Limitations include the relatively early interim analysis and immature OS data, although the PFS hazard ratio strongly argued against immunotherapy benefit. Future research should explore combination approaches that enhance immune infiltration or target additional tumor vulnerabilities alongside checkpoint inhibition.
Conclusion
The NRG Oncology BN007 randomized Phase II trial showed that combining ipilimumab with nivolumab does not improve progression-free survival over temozolomide in patients with newly diagnosed, MGMT-unmethylated glioblastoma undergoing radiotherapy. Consequently, the trial was permanently closed before progressing to Phase III OS analysis.

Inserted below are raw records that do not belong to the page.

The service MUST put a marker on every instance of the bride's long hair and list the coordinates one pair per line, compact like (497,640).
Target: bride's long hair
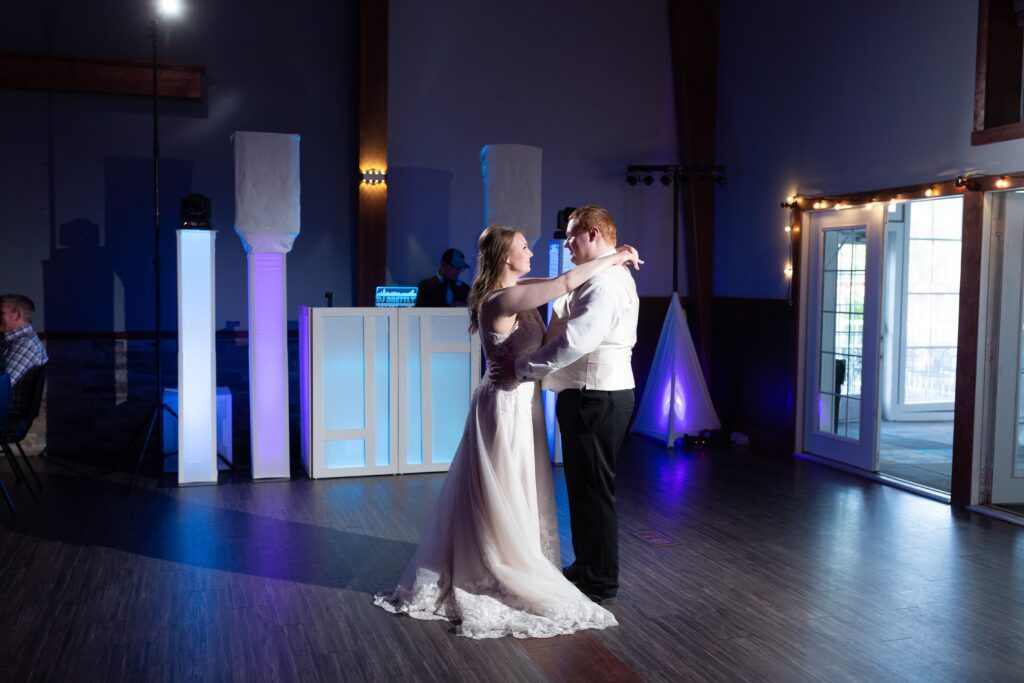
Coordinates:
(493,248)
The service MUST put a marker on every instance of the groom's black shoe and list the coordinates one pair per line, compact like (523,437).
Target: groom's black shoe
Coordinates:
(573,572)
(601,599)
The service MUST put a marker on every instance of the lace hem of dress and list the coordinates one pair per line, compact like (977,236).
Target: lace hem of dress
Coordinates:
(484,609)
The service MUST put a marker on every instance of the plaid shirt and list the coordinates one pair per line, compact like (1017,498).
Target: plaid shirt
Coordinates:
(22,352)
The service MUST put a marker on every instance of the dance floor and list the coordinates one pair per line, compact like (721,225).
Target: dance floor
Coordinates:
(783,570)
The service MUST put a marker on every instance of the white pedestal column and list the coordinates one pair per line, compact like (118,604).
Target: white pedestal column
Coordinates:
(197,358)
(267,218)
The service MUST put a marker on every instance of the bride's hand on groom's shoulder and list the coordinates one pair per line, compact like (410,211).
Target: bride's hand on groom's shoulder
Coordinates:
(629,255)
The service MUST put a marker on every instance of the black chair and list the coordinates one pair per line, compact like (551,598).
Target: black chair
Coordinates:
(27,399)
(4,403)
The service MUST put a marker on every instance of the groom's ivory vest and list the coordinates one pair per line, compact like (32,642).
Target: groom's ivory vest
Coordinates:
(590,339)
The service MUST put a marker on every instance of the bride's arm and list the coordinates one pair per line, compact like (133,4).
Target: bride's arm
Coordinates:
(531,293)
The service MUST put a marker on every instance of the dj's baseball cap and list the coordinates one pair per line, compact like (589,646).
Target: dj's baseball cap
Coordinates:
(455,257)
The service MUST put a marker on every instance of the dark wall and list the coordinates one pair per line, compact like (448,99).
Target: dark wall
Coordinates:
(76,202)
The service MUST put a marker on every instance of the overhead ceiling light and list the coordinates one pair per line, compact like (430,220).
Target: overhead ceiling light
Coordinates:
(170,8)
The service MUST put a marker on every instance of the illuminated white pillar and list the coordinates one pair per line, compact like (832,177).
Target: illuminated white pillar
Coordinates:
(267,220)
(197,358)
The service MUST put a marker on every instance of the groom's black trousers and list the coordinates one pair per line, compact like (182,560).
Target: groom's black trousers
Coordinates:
(593,425)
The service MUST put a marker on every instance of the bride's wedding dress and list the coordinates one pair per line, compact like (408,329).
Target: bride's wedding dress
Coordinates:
(489,558)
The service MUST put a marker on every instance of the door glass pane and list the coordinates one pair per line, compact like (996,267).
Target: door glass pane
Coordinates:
(1019,441)
(842,315)
(932,302)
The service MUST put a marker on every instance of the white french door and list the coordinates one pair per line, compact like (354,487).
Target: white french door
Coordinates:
(843,330)
(1007,460)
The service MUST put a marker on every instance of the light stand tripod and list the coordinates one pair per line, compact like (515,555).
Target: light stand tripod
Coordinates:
(153,420)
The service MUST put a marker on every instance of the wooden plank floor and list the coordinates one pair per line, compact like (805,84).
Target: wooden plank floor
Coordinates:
(785,570)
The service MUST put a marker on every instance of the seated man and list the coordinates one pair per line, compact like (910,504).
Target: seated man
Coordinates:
(22,348)
(443,288)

These findings underscore the ongoing challenge of advancing immunotherapy in glioblastoma and the pressing need for alternative strategies in this patient subgroup. Ongoing molecular and correlative studies from this trial may yield insights that inform future personalized immunotherapeutic approaches.
References
1.Lassman AB, Polley MC, Iwamoto FM, Sloan AE, Wang TJC, Aldape KD, Wefel JS, Gondi V, Gutierrez AN, Manasawala MH, Gilbert MR, Sulman EP, Wolchok JD, Green RM, Neil EC, Lukas RV, Goldlust SA, Snuderl M, Galbraith K, Dignam JJ, Won M, Mehta MP. Dual Immune Check Point Blockade in MGMT-Unmethylated Newly Diagnosed Glioblastoma: NRG Oncology BN007, a Randomized Phase II/III Clinical Trial. J Clin Oncol. 2025 Sep 20;43(27):3032-3040. doi: 10.1200/JCO-25-00618 IF: 41.9 Q1 . Epub 2025 Aug 8. PMID: 40779733 IF: 41.9 Q1 ; PMCID: PMC12440284 IF: 41.9 Q1 .

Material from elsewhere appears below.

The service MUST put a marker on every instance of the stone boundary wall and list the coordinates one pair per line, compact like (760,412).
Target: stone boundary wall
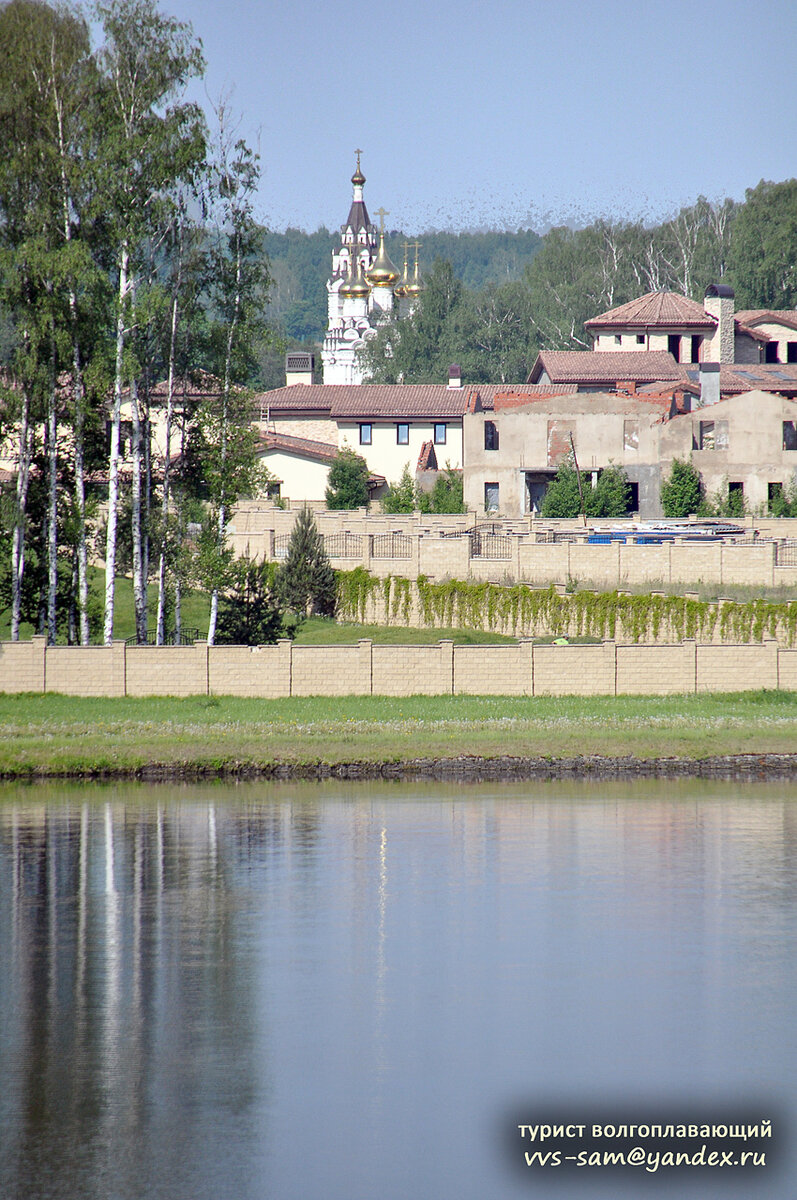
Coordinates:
(437,553)
(520,669)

2. Stupp R, et al. Radiotherapy plus concomitant and adjuvant temozolomide for glioblastoma. N Engl J Med. 2005;352(10):987-96.
3. Reardon DA, et al. Immunotherapy advances for glioblastoma. Neuro Oncol. 2020;22(4):555-565.
4. Clarke JL, et al. The role of immune checkpoint blockade in glioblastoma: mechanisms and clinical outcomes. Nat Rev Clin Oncol. 2021;18(4):234-246.